1. “You don’t understand — I know you don’t choose to whom you are attracted, but you are being close-minded by only dating men. Are you sure you’re heterosexual?"

2. “You don’t understand — I’m not like the other white people with whom I work. I have picked up a little Spanish so I can help the Brazilian workers… They speak Portuguese in Brazil? I don’t think that’s right. Remember, you forget things a lot.”

3. “You don’t understand — my upbringing [as the only child of well-to-do parents in a wealthy suburb of Boston] was equivalent to your experience [being one of six pastor’s children in a small town in North Carolina]. I mean, having so many food allergies made my childhood really tough.”

4. “You don’t understand — some of the humor in my favorite TV show seems problematic, but it’s just ironic.”

5. “You don’t understand — I would like to be more involved in [social movement], but I see myself as an organizer, and I don’t have time for that right now. I wish you were more socially active. Honestly, my retweeting articles about social justice is a much more effective tool for change than your attending marches and protests."

6. “You don’t understand — I know that I only interacted with the staff at the resort where we stayed, but I feel like I made a deep connection with the [persecuted people group in Southeast Asian country] while I was in their country.”

7. “You don’t understand — the feelings that you have when you are on your period aren’t really valid.”

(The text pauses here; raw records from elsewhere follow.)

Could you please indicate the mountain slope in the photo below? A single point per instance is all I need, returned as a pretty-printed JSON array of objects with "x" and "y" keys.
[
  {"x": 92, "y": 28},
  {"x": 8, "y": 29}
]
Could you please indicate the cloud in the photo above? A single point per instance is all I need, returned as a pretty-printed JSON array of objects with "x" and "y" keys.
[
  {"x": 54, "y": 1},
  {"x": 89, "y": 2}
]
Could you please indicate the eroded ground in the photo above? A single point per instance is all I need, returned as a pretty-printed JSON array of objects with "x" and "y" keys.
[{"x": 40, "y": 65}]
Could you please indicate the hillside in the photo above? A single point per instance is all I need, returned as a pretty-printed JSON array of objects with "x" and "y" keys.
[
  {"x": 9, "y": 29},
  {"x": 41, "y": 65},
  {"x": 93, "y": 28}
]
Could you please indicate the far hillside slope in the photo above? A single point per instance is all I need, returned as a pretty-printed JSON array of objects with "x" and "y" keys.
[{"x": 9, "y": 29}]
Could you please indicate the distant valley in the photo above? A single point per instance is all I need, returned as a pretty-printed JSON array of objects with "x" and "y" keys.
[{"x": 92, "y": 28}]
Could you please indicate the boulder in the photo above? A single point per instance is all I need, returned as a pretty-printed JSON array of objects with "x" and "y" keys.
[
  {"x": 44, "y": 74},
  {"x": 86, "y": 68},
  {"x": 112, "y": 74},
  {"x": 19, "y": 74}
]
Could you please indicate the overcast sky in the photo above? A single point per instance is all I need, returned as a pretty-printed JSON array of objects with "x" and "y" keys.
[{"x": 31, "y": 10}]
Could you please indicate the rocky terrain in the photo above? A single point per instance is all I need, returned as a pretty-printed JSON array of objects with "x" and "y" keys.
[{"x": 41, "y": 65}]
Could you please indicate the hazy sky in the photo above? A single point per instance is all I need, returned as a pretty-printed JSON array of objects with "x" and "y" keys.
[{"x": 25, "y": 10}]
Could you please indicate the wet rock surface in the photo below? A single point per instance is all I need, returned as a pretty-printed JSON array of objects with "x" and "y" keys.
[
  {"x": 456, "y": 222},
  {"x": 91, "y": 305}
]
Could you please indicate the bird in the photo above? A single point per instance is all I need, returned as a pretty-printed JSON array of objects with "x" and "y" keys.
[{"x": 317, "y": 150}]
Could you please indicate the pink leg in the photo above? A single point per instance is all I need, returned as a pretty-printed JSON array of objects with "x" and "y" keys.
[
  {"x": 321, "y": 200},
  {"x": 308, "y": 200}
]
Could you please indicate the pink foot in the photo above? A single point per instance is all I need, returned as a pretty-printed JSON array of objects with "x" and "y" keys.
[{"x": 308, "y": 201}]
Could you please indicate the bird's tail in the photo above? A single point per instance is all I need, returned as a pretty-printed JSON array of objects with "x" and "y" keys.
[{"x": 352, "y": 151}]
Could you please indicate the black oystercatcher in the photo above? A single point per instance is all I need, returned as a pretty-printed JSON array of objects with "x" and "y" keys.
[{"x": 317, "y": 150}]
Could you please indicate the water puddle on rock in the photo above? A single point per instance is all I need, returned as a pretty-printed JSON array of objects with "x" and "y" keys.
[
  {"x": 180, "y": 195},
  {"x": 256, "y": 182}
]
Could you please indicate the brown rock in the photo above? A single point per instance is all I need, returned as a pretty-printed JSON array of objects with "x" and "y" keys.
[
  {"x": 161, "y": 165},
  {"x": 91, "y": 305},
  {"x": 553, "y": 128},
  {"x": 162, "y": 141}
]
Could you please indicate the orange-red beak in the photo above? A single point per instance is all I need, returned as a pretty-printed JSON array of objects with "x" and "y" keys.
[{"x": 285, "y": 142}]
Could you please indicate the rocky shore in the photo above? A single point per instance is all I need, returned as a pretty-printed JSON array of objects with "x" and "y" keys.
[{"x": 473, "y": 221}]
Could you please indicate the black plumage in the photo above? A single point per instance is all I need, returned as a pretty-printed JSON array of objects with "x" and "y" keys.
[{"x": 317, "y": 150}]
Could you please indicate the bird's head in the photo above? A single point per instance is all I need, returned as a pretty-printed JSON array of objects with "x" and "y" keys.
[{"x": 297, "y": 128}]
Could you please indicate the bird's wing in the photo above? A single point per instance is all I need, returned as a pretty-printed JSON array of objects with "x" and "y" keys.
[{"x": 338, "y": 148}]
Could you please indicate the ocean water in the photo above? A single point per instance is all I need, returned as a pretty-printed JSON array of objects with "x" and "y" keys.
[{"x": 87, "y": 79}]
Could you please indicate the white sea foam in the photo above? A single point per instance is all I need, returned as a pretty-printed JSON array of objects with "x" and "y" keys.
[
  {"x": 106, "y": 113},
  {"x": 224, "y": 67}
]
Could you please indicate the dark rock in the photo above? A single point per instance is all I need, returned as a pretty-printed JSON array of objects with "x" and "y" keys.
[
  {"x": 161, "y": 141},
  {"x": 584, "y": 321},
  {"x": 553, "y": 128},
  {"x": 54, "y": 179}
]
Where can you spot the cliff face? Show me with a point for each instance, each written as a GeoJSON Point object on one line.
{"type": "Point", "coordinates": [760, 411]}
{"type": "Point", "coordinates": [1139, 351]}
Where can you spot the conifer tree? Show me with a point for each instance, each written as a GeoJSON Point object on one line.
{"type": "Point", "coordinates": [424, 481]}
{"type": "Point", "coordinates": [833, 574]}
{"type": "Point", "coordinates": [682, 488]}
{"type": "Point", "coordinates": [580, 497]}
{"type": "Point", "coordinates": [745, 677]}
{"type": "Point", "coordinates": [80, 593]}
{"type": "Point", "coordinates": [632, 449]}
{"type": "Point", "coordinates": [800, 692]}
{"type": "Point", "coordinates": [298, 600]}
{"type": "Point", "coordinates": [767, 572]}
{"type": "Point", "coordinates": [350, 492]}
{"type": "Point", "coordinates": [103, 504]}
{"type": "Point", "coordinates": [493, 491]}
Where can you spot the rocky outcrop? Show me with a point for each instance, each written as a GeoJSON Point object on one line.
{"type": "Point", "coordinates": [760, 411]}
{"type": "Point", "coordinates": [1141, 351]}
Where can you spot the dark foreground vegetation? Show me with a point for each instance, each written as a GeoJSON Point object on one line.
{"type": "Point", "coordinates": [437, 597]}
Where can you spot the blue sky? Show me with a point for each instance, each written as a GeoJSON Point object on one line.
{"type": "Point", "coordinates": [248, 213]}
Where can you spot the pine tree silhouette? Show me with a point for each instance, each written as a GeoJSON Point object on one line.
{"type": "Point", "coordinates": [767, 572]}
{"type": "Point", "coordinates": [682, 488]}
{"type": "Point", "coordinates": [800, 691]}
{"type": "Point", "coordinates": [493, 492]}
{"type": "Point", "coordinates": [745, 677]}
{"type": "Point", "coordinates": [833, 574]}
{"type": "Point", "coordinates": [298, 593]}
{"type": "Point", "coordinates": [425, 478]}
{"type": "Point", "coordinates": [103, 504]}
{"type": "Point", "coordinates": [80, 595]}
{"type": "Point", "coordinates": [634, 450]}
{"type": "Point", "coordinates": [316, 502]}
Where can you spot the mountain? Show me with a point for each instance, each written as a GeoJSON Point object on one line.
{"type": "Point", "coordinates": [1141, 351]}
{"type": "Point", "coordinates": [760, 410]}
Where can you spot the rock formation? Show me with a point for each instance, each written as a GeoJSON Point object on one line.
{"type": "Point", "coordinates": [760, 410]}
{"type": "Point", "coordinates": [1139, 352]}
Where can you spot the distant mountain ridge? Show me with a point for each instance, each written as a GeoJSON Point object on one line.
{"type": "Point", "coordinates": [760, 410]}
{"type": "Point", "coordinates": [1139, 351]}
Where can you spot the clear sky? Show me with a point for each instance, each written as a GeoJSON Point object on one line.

8. “You don’t understand — I have been there. Even though it wasn’t technically cutting, I used to hold a knife against my skin so hard that it left an indentation. I know you usually end up in the emergency room when you cut, but they are both forms of self-harm. Basically, they’re the same thing, if you think about it.”

9. “You don’t understand — I don’t believe in binary politics, but it’s not possible that your parents are conservative AND read the Atlantic. Why would anyone read things they disagree with?”

10. “You don’t understand — I really think I know what it feels like to be a woman.”